NetMarketShare today revealed that the drop in XP's market share was due to a change in data network, but says that the stats are now a more accurate reflection of landscape

NetMarketShare today admitted that the apparent mega-drop in XP’s market share was due to changes in its data network.

The market watcher yesterday released figures stating that XP finally started to lose its grip on the operating system market, dropping 6.7% in the month of October. While many sites hailed this as the beginning of the end of for the legacy OS, others – including MicroScope – took the data with a pinch of salt. What is surprising is that the data for October is actually a more accurate reflection of the current market landscape.

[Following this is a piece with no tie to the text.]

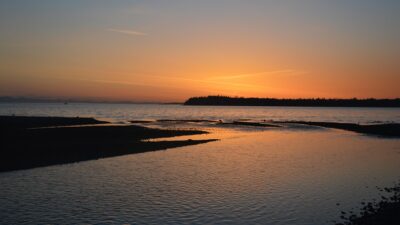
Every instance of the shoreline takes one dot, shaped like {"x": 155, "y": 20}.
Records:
{"x": 24, "y": 147}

NetMarketShare today posted the following explanation for the seismic shift:

“This drop was primarily caused by a major change in the network of sites we have in China. A group of large Chinese publishers with a very large number of visitors per day had audiences heavily skewed towards Windows XP (nearly 100% XP). In researching the nature of the sites, we determined they were not appropriate for our network. We removed those publishers ourselves, which caused the shift since Chinese traffic is weighted higher due to lower coverage. The current data set is more accurate than in the past due to this.”

What this means is that one of the primary data sources being used by the industry as a litmus test for the current market ecosystem has in fact been overhyping XP’s dominance for some time.

NetMarketShare added that it was ‘researching ways to prevent outlying sites from causing this problem in the future’.